Additional information

No response

home-assistant[bot] commented 5 months ago

Hey there @dmulcahey, @adminiuga, @puddly, @thejulianjes, mind taking a look at this issue as it has been labeled with an integration (zha) you are listed as a code owner for? Thanks!

Code owner commands Code owners of `zha` can trigger bot actions by commenting: - `@home-assistant close` Closes the issue. - `@home-assistant rename Awesome new title` Renames the issue. - `@home-assistant reopen` Reopen the issue. - `@home-assistant unassign zha` Removes the current integration label and assignees on the issue, add the integration domain after the command. - `@home-assistant add-label needs-more-information` Add a label (needs-more-information, problem in dependency, problem in custom component) to the issue. - `@home-assistant remove-label needs-more-information` Remove a label (needs-more-information, problem in dependency, problem in custom component) on the issue.

(message by CodeOwnersMention)


zha documentation zha source (message by IssueLinks)

puddly commented 5 months ago

Please fill out the issue template completely. Include diagnostics information and a full debug log.

HomeAssistantPim commented 5 months ago

@puddly I'm not sure what you mean by diagnostics information, but attach here is debug logging during initialisation. What standsout to me is the occurrences stating: 2024-04-21 20:15:02.104 DEBUG (MainThread) [zigpy.quirks] Fail because input cluster mismatch on at least one endpoint

home-assistant.log

HomeAssistantPim commented 5 months ago

I downgraded to 2024.3.3 and so far so good. Will keep you posted.

HomeAssistantPim commented 5 months ago

@puddly my HA is still running well since the downgrade. In the logging no watchdog timeouts, nor initialisation problems. I noticed a pull request targetting 2024.4.0 that would set new id's for all zigbee devices. It seems related as my logging posted earlier mentions a mismatch in endpoint id's, could this change have caused this?

dmulcahey commented 5 months ago

What PR are you talking about?

HomeAssistantPim commented 5 months ago

This one although I'm not sure if it's actually merged into some 2024.4.x: https://github.com/home-assistant/core/pull/112459

dmulcahey commented 5 months ago

Not merged and unrelated

HomeAssistantPim commented 5 months ago

Ok, so currently I downgraded to 2024.3.3 and zha didn't have issues since.
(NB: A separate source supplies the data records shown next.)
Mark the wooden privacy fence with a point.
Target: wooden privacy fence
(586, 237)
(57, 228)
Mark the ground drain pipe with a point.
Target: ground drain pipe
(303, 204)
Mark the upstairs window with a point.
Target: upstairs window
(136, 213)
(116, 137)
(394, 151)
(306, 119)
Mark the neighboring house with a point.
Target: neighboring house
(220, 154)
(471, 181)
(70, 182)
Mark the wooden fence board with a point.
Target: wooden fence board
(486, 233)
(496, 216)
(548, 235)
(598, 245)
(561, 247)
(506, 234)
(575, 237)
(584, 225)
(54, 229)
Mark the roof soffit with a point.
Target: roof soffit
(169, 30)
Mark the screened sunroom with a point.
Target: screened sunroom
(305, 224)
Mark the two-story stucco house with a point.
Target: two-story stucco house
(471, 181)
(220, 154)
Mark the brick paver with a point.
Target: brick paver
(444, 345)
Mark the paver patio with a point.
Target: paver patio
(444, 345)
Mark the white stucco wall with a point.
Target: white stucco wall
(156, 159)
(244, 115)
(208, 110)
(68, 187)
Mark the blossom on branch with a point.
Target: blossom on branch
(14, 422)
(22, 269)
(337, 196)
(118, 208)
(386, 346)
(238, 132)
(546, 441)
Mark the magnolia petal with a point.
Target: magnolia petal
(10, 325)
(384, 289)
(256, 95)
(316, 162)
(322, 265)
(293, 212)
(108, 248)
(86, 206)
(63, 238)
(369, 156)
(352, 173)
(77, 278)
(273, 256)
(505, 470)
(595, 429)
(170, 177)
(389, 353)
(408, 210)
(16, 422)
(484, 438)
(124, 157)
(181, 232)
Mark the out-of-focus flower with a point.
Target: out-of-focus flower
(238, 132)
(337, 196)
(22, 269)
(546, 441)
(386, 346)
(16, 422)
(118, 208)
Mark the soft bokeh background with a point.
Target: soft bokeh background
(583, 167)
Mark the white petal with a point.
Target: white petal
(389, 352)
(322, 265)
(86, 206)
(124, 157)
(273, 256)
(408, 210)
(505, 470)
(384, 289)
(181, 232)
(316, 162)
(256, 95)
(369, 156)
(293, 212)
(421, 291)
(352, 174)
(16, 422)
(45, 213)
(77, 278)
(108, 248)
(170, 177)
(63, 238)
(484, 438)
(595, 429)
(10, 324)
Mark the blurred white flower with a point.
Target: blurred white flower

No watchdog timeout, no endpoint mismatch issues as shown in the logging I shared when running on 2024.4.3. Only thing I could do, is upgrade to 2024.4.3 again to see if the issues will reoccur.

mdeletr2 commented 5 months ago

I also have same problem after last update. ZHA stops and trying to reconfigure...... If i restart HA it works again, happened atleast 3 times since last update

halukanlar commented 5 months ago

I also had a problem after updating. Restart solved it for now. We'll see if it lasts...

issue-triage-workflows[bot] commented 2 months ago

There hasn't been any activity on this issue recently. Due to the high number of incoming GitHub notifications, we have to clean some of the old issues, as many of them have already been resolved with the latest updates. Please make sure to update to the latest Home Assistant version and check if that solves the issue. Let us know if that works for you by adding a comment 👍 This issue has now been marked as stale and will be closed if no further activity occurs. Thank you for your contributions.